In a post on the town’s Facebook page this week, town officials announced a special called council meeting for 7 p.m. Monday at the Wise Municipal Building on West Main Street to discuss the matter.
If the resolution passes, Wise would join Big Stone Gap as the second town in Wise County to pass a sanctuary resolution. The Wise County Board of Supervisors passed its own such resolution on Dec. 12, while the Norton City Council passed its resolution on Dec. 3.
According to the Virginia Citizens Defense League, which has advocated for localities to enact the resolutions, 87 counties, 18 towns and 10 cities in the state have passed variations of the resolutions in reaction to proposed gun control measures set for General Assembly consideration in the 2020 legislative session.
Before a General Assembly special session in July, Gov. Ralph Northam outlined an eight-point series of proposed gun control legislation including:
— Background checks on all firearms sales and transactions.

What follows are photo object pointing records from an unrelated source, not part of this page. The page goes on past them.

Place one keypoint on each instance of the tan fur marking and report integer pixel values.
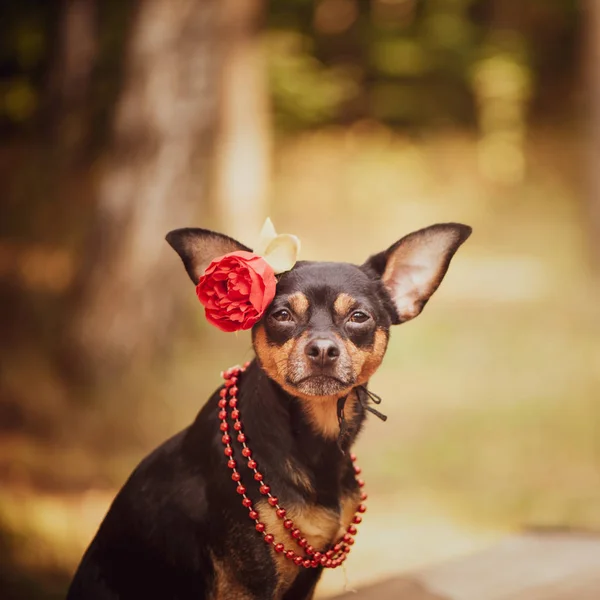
(272, 358)
(226, 586)
(343, 303)
(319, 525)
(348, 509)
(373, 359)
(366, 362)
(299, 477)
(299, 303)
(322, 413)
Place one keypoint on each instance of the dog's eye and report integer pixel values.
(282, 315)
(358, 316)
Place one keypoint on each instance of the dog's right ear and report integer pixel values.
(197, 248)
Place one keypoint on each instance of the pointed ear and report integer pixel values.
(197, 248)
(413, 268)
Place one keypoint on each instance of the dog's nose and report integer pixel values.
(322, 351)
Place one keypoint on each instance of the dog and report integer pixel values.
(178, 529)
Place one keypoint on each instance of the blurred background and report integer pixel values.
(350, 123)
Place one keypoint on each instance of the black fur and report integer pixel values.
(180, 502)
(178, 517)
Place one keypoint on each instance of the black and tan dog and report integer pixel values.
(177, 529)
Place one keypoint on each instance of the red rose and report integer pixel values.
(236, 289)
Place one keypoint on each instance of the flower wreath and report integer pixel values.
(237, 288)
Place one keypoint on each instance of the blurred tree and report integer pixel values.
(592, 61)
(243, 147)
(70, 80)
(153, 180)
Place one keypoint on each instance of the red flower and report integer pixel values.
(236, 289)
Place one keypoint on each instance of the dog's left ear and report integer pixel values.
(413, 268)
(199, 247)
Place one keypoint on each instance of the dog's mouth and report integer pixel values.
(320, 385)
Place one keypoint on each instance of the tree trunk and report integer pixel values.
(592, 68)
(154, 180)
(243, 149)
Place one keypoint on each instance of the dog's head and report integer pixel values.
(327, 328)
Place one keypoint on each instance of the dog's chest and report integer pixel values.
(321, 527)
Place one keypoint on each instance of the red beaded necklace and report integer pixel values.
(308, 556)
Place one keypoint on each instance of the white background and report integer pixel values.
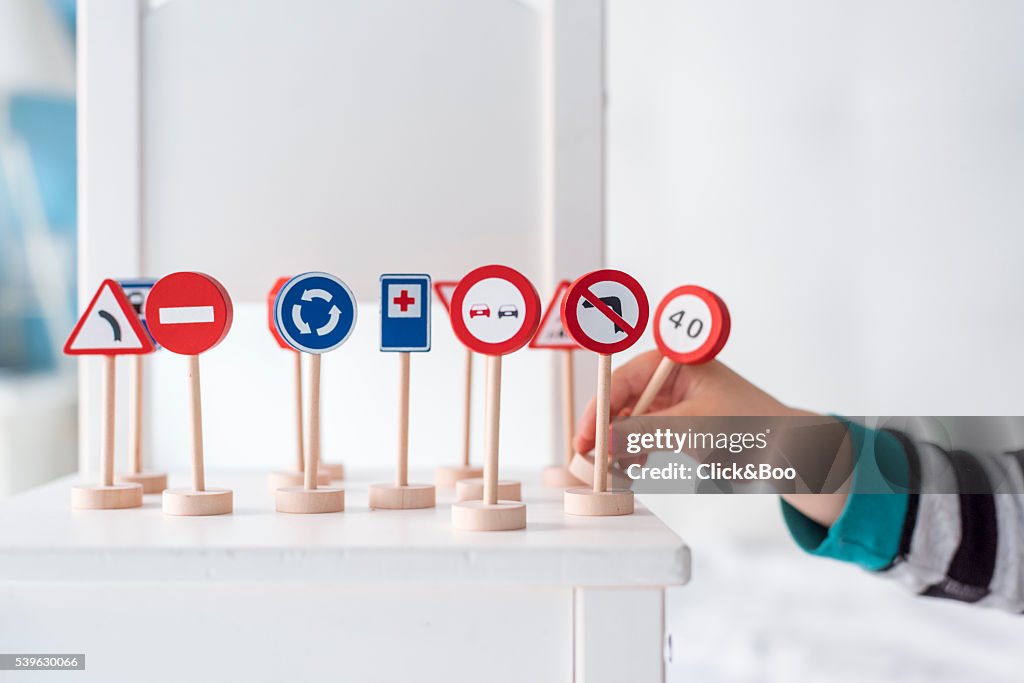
(846, 175)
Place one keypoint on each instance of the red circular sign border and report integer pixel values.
(574, 293)
(531, 316)
(720, 313)
(174, 347)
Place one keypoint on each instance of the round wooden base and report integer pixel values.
(412, 497)
(472, 489)
(444, 477)
(560, 477)
(107, 498)
(276, 480)
(582, 468)
(334, 470)
(478, 516)
(188, 503)
(592, 504)
(153, 482)
(299, 500)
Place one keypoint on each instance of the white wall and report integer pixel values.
(847, 175)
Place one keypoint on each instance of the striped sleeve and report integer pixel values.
(962, 532)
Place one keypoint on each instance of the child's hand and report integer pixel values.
(711, 389)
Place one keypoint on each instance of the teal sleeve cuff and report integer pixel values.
(867, 531)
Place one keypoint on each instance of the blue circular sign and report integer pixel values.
(314, 312)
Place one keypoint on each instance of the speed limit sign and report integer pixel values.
(691, 325)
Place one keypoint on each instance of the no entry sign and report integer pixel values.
(605, 311)
(188, 312)
(495, 310)
(691, 325)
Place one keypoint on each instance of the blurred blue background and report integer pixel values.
(38, 219)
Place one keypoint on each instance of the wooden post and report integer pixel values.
(654, 385)
(568, 403)
(110, 387)
(199, 475)
(309, 498)
(600, 500)
(108, 495)
(603, 422)
(492, 428)
(299, 446)
(401, 473)
(312, 450)
(467, 408)
(136, 415)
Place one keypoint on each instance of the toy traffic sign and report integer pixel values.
(495, 310)
(110, 328)
(406, 313)
(551, 334)
(294, 477)
(404, 327)
(604, 311)
(314, 312)
(448, 475)
(188, 313)
(691, 326)
(136, 291)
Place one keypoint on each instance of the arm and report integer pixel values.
(952, 535)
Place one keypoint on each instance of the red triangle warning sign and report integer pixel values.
(550, 334)
(443, 289)
(110, 326)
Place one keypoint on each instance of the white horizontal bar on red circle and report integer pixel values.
(183, 314)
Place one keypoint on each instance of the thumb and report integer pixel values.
(634, 437)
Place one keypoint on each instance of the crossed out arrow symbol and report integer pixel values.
(328, 328)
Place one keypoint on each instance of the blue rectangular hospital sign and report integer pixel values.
(404, 312)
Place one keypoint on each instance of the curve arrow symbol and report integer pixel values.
(297, 318)
(115, 326)
(331, 324)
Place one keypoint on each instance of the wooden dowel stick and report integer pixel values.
(199, 475)
(312, 439)
(568, 403)
(468, 408)
(654, 385)
(491, 429)
(136, 414)
(110, 380)
(603, 420)
(299, 446)
(401, 475)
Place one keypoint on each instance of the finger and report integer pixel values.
(627, 383)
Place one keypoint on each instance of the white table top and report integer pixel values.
(42, 539)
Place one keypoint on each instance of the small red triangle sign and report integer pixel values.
(550, 334)
(110, 326)
(443, 290)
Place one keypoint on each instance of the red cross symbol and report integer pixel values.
(403, 300)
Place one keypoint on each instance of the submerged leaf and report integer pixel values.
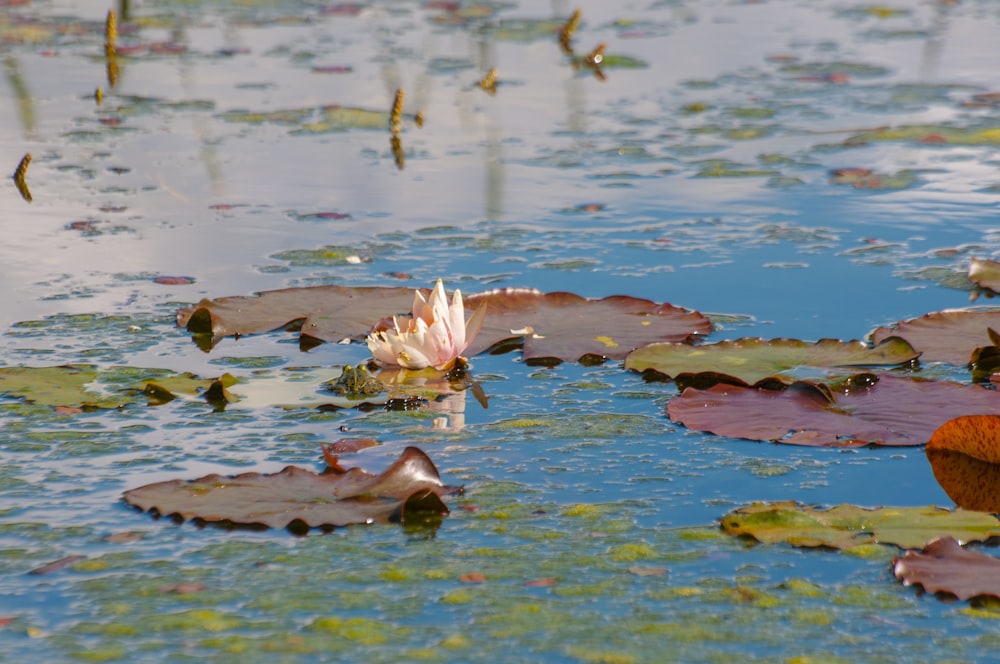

— A ban on “dangerous weapons,” including assault weapons, high-capacity magazines, bump stocks and silencers.
— Reinstatement of the state’s one-handgun purchase law, which limited purchases to one within a 30-day period.
— Reporting lost and stolen firearms to law enforcement within 24 hours.
— Extreme risk protective orders that allow law enforcement and the courts to temporarily separate a person from firearms if the person exhibits behavior that presents an immediate threat to self or others.
— Prohibiting all individuals subject to final protective orders from possessing firearms. (Existing state law now prohibits individuals subject to final protective orders of family abuse from possessing firearms.)
— Enhancing the punishment for allowing access to a loaded, unsecured firearm by a child from a Class 3 misdemeanor to a Class 6 felony and defining a child as 18 or younger instead of 14 and younger.
— Allowing localities to enact any firearms ordinances that are stricter than state law, including regulating firearms in municipal buildings, libraries and at permitted events.
Northam’s proposals were rejected by the then-Republican-controlled legislature. Several Democratic legislators have submitted bills for January’s session that would give many of his proposals a second chance at passage now that Democrats control both houses of the General Assembly.
The one-handgun-a-month law was originally passed in 1993 during Democratic Gov. L. Douglas Wilder’s administration. Former Republican Gov. Bob McDonnell, who voted for the law in 1993, signed a General Assembly repeal of the law in 2012.